Mapping a numeric range onto another

2019-01-08 06:18发布

问题:

Math was never my strong suit in school :(

int input_start = 0; // The lowest number of the range input.
int input_end = 254; // The lowest number of the range input.
int output_start = 500; // The lowest number of the range output.
int output_end = 5500; // The largest number of the range ouput.

int input = 127; // Input value.
int output = 0;

How can I convert the input value to the corresponding output value of that range?

For example, an input value of "0" would equal an output value of "500", an input value of "254" would equal an output value of "5500". I can't figure out how to calculate an output value if an input value is say 50 or 101.

I'm sure it's simple, I can't think right now :)

Edit: I just need whole numbers, no fractions or anything.

回答1:

Let's forget the math and try to solve this intuitively.

First, if we want to map input numbers in the range [0, x] to output range [0, y], we just need to scale by an appropriate amount. 0 goes to 0, x goes to y, and a number t will go to (y/x)*t.

So, let's reduce your problem to the above simpler problem.

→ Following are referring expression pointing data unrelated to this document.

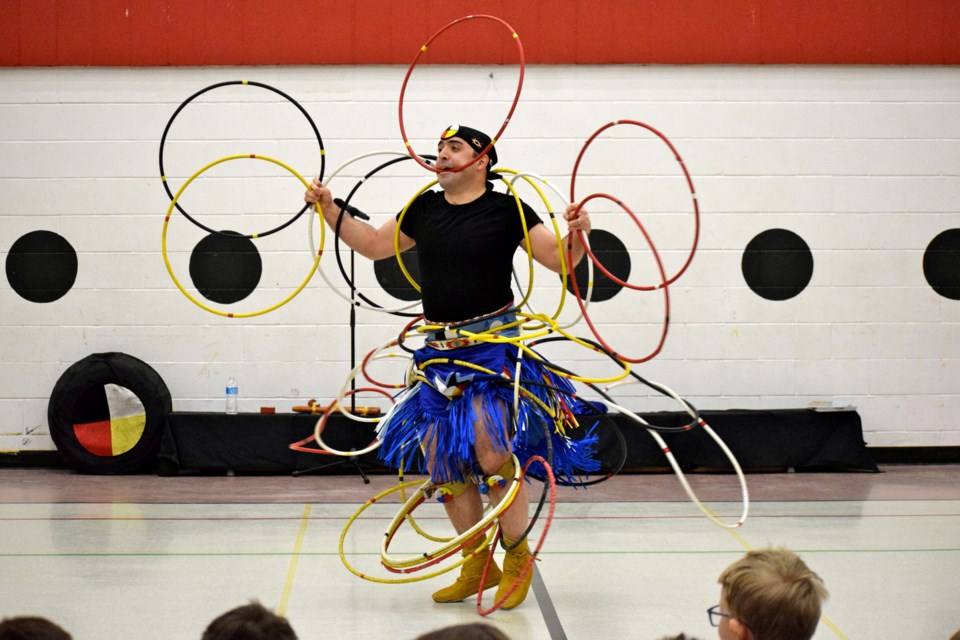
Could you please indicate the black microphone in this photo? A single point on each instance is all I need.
(352, 210)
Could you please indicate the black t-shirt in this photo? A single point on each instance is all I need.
(466, 252)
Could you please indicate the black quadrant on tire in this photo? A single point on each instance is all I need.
(107, 413)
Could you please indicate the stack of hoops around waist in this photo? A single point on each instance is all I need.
(456, 335)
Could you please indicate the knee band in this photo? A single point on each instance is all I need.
(447, 491)
(499, 479)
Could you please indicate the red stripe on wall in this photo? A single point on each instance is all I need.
(253, 32)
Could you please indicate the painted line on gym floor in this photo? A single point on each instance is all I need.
(546, 607)
(294, 561)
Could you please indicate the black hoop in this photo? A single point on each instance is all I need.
(166, 130)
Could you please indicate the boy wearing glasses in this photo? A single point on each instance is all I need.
(769, 594)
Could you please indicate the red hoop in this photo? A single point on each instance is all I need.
(663, 285)
(493, 140)
(683, 167)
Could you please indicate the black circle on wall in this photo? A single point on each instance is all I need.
(941, 264)
(391, 278)
(777, 264)
(107, 413)
(225, 268)
(41, 266)
(612, 254)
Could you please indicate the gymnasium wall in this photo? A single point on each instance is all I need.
(859, 161)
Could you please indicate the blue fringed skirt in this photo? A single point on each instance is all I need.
(441, 406)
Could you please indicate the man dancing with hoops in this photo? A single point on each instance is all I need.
(461, 415)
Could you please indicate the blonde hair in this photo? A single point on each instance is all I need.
(774, 594)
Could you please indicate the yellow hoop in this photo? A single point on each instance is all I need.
(166, 224)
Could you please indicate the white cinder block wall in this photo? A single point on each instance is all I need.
(862, 162)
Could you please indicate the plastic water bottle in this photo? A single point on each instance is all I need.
(233, 395)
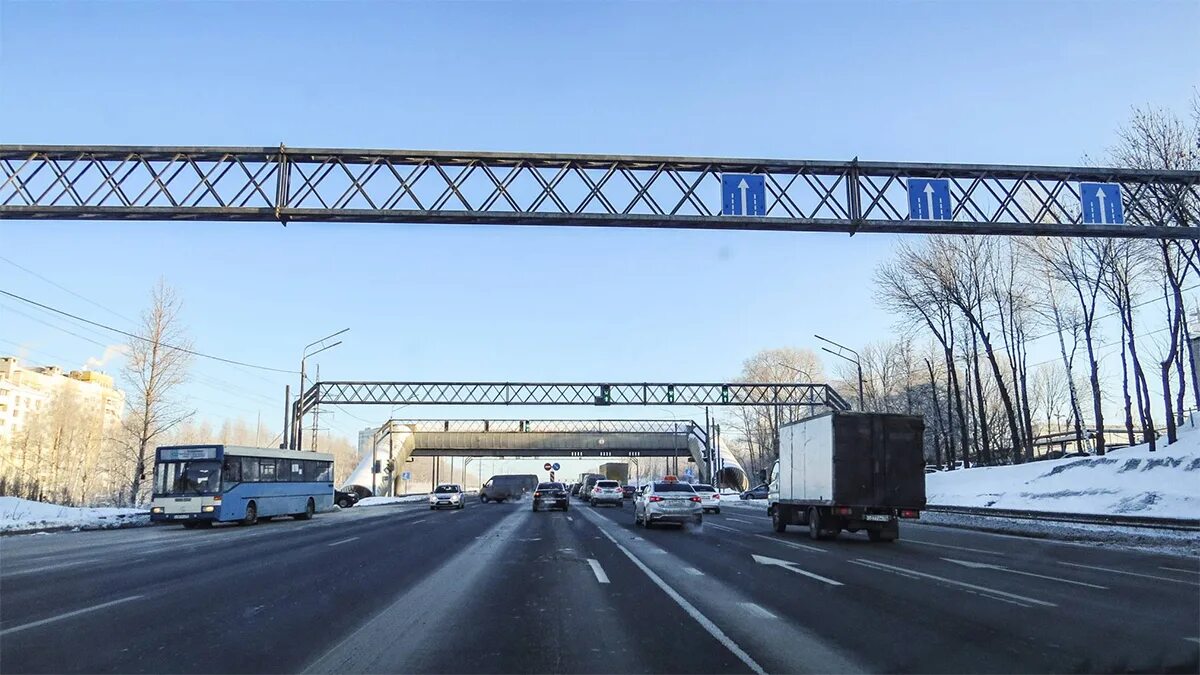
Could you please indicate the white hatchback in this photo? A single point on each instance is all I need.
(448, 495)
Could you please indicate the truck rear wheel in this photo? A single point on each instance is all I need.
(814, 523)
(778, 519)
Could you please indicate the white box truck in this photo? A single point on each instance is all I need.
(849, 471)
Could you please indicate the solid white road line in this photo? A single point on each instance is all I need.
(598, 571)
(954, 583)
(792, 544)
(67, 615)
(1129, 573)
(705, 622)
(1002, 568)
(757, 610)
(949, 547)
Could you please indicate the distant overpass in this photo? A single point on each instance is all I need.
(399, 440)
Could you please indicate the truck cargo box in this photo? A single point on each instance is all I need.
(853, 459)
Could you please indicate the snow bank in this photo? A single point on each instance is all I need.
(22, 515)
(1127, 482)
(385, 501)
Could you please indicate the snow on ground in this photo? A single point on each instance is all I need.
(23, 515)
(1126, 482)
(385, 501)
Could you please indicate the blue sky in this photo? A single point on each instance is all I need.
(957, 82)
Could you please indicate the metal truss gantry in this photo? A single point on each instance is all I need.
(295, 184)
(570, 394)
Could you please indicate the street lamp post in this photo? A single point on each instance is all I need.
(298, 435)
(857, 360)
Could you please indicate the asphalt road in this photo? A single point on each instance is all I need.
(499, 589)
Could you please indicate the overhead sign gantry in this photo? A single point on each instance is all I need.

An input range of [input_start, input_end] has input_end - input_start + 1 numbers. So it's equivalent to a range of [0, r], where r = input_end - input_start.

Similarly, the output range is equivalent to [0, R], where R = output_end - output_start.

An input of input is equivalent to x = input - input_start. This, from the first paragraph will translate to y = (R/r)*x. Then, we can translate the y value back to the original output range by adding output_start: output = output_start + y.

This gives us:

output = output_start + ((output_end - output_start) / (input_end - input_start)) * (input - input_start)

Or, another way:

/* Note, "slope" below is a constant for given numbers, so if you are calculating
   a lot of output values, it makes sense to calculate it once.  It also makes
   understanding the code easier */
slope = (output_end - output_start) / (input_end - input_start)
output = output_start + slope * (input - input_start)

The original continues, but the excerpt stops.